Potential Negative Side Effects

  • Can cause spotting in between periods
  • Can cause migraines or headaches
  • Must be applied and removed by a medical professional
  • Dizziness
  • Sore breasts
  • Can lead to weight gain
  • May be affected by other medications
  • Does not protect against STDs

Birth Control and Women’s Health

a person holding tropical fruits

It’s important to remember that everyone’s body and hormonal levels differ. So it's essential to figure out your unique needs with a gynecologist or healthcare provider before beginning a new contraceptive method. You may find that you react poorly to birth control that a family member does not. Always make sure your doctor has all your health information. They should also have information about your lifestyle (including alcohol consumption, smoking, etc.) when you're discussing contraceptive options.

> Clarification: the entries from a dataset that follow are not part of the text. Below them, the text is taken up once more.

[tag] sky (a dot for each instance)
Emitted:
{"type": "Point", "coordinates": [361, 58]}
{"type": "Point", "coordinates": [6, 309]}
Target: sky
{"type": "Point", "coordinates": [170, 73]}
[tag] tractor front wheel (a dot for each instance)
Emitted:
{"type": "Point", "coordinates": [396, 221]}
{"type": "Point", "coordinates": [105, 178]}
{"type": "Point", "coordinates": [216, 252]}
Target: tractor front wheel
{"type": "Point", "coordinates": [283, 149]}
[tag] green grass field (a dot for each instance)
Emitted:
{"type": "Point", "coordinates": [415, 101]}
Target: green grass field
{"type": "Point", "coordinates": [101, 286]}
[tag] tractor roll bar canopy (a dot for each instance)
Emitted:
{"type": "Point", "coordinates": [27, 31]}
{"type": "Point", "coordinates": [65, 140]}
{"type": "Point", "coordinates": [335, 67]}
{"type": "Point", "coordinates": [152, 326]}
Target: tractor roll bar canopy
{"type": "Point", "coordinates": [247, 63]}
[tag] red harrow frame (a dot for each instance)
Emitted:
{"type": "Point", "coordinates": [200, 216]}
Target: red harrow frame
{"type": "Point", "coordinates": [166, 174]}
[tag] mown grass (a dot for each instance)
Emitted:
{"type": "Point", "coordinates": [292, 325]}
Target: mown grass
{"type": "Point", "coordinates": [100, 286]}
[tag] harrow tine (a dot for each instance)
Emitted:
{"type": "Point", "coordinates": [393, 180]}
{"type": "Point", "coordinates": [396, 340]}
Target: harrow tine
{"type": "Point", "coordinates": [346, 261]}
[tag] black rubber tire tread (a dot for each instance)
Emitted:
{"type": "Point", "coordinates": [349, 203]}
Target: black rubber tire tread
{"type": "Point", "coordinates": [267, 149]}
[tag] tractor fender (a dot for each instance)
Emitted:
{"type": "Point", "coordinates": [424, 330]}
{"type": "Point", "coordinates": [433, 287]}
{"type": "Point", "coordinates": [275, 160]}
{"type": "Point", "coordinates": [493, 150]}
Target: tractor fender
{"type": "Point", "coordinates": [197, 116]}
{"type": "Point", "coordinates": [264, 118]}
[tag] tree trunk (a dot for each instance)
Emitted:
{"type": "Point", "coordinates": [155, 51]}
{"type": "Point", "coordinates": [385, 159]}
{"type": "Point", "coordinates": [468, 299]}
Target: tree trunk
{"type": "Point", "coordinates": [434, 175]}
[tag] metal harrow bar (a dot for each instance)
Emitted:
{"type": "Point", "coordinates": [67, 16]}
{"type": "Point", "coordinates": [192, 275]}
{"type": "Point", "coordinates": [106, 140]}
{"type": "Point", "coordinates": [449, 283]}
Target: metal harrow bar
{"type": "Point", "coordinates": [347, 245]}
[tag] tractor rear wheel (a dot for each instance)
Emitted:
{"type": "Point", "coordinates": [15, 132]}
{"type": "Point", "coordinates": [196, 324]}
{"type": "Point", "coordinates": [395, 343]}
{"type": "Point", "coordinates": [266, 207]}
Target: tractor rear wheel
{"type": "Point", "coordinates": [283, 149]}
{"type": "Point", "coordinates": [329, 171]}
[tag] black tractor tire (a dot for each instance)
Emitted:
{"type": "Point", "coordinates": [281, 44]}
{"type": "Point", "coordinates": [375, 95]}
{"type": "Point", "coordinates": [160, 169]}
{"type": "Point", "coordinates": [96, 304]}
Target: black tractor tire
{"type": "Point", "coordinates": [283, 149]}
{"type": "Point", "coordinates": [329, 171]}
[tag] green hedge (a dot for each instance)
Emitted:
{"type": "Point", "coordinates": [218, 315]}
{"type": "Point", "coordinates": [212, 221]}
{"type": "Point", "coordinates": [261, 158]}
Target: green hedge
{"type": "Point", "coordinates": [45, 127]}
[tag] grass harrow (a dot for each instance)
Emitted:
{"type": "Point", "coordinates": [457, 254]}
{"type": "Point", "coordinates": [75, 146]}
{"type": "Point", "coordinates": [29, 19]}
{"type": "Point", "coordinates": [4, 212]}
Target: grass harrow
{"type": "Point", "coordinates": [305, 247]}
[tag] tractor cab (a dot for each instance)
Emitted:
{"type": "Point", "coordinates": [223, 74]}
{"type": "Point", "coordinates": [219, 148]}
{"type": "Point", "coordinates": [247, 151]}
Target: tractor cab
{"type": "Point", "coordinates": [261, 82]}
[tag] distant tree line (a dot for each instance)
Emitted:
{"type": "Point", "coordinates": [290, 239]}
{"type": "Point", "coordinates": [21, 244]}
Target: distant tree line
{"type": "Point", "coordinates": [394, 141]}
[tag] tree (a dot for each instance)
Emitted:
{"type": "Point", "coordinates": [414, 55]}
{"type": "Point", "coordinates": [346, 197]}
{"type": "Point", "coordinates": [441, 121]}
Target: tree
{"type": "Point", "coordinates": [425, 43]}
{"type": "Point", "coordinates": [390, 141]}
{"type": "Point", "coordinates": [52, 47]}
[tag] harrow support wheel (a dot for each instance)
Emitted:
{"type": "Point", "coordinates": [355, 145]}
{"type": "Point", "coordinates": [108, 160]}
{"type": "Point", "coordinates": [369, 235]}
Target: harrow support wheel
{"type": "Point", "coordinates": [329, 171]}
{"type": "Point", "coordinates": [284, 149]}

Hormone contraceptives have links to changes in the body's carbohydrate (starch and sugar) handling abilities. The lower efficiency of utilizing food sugar is one of them. Insulin is a hormone that promotes sugar use in the body. Blood sugar issues can raise the risk of diabetes and heart disease. These concerns are primarily associated with birth control pills that include estrogen. So, it's crucial to talk to your doctor about birth control if you have diabetes.

The pill, for example, has the potential to cause blood sugar levels to become too high. Some claim that their basal insulin dosages increased by nearly half when going on birth control. So it's critical to understand that birth control might be causing insulin resistance and that you're not doing anything wrong such as being off track when carb counting. Some women also claim they need less insulin while taking placebo pills, so keep this in mind!

There's also some talk about the risk factor that estrogen may add to developing cancer, specifically breast cancer and cervical cancer. Most research done regarding the link between contraception and cancer has been observational research. Estrogen and progesterone have both been found to stimulate cancer growth. Due to the fact that birth control methods utilize synthetic versions of both of those hormones, they may increase your risk of developing cancer. The longer you use birth control, the higher your risk becomes for developing cancer.